Auron Presents Preclinical Data at American Chemical Society Annual Meeting

NEWTON, Mass., Aug. 19, 2024 (GLOBE NEWSWIRE) -- Auron Therapeutics, a biotechnology company focused on developing next-generation targeted therapies by identifying and inhibiting the oncogenic cell states of cancer, today shared preclinical data showcasing the strength of the company’s medicinal chemistry capabilities. These discovery research data, presented at the American Chemical Society (ACS) Annual Meeting, are from the company’s lead program targeting KAT2A/B, a histone acetyltransferase driving multiple cancer types.

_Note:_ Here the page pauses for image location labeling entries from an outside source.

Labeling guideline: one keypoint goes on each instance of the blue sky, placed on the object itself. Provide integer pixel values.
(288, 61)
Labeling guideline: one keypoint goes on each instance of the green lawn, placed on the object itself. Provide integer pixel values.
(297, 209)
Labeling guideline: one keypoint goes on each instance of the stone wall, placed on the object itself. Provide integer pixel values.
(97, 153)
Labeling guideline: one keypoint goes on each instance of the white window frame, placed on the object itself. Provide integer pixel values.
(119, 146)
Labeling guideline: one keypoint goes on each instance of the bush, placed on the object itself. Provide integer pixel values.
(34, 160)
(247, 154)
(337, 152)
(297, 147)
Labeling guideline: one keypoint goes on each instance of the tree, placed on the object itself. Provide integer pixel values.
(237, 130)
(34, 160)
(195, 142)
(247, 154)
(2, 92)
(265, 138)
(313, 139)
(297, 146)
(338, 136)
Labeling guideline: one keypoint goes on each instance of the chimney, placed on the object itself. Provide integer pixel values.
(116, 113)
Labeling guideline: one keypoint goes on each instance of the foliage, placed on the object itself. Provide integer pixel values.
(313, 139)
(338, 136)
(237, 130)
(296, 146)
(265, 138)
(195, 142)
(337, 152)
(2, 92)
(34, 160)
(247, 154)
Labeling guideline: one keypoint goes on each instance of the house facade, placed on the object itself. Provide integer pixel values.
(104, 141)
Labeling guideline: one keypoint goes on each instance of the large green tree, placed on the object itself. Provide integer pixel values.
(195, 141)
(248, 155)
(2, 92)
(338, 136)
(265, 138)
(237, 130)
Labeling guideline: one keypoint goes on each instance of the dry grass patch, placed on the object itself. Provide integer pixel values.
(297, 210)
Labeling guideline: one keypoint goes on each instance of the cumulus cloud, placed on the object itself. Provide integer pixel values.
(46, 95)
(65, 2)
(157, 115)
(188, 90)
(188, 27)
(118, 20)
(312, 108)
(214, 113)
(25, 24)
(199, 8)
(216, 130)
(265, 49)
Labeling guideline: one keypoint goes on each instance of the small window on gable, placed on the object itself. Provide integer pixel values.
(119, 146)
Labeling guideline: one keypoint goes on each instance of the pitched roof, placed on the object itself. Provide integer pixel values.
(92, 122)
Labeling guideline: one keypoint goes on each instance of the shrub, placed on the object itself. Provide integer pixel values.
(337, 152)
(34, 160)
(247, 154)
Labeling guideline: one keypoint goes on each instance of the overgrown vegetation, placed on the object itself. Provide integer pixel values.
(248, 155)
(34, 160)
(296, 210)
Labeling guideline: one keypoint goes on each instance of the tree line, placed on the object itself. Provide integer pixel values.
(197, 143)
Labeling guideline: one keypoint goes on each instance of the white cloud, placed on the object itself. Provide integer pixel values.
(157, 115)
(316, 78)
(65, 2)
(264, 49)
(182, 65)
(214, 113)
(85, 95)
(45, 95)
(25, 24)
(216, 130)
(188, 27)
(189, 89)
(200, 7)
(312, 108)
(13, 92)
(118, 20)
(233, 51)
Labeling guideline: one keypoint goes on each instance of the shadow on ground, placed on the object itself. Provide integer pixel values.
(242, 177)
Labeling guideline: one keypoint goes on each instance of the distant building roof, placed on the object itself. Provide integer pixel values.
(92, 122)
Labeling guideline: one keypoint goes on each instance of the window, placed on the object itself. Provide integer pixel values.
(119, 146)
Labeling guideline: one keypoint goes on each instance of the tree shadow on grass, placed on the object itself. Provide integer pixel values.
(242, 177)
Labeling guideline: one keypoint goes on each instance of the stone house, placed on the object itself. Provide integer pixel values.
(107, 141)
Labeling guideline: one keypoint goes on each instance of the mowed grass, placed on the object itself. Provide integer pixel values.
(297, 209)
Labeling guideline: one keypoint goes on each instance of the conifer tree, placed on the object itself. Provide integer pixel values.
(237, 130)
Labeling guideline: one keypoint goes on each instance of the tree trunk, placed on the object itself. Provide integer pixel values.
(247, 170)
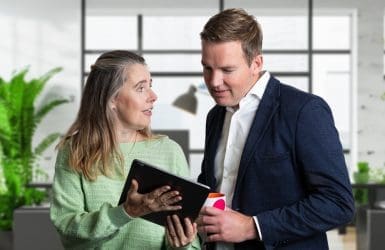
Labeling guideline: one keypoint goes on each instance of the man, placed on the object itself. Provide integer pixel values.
(272, 149)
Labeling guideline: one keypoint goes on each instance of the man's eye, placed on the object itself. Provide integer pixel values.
(227, 71)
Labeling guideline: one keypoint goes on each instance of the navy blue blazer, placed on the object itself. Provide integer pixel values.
(292, 174)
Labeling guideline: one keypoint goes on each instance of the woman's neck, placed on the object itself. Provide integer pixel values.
(127, 136)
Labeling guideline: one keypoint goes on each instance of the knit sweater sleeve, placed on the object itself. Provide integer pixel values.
(183, 170)
(78, 228)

“Our AURIGIN platform maps tumor cells against normal developmental pathways to identify targets like KAT2A/B, which are hijacked by cancerous cells to maintain a highly plastic, proliferative state,” said David Millan, Ph.D., Chief Scientific Officer of Auron. “We’ve designed, iterated, and optimized small molecule degraders of KAT2A/B that achieve picomolar degradation potency, high selectivity, and oral bioavailability, leading to tumor growth inhibition and a more differentiated cell state in primary tumor models. These data underscore our extensive medicinal chemistry capabilities, which we’re applying to our second and third programs and using to fuel our future pipeline.”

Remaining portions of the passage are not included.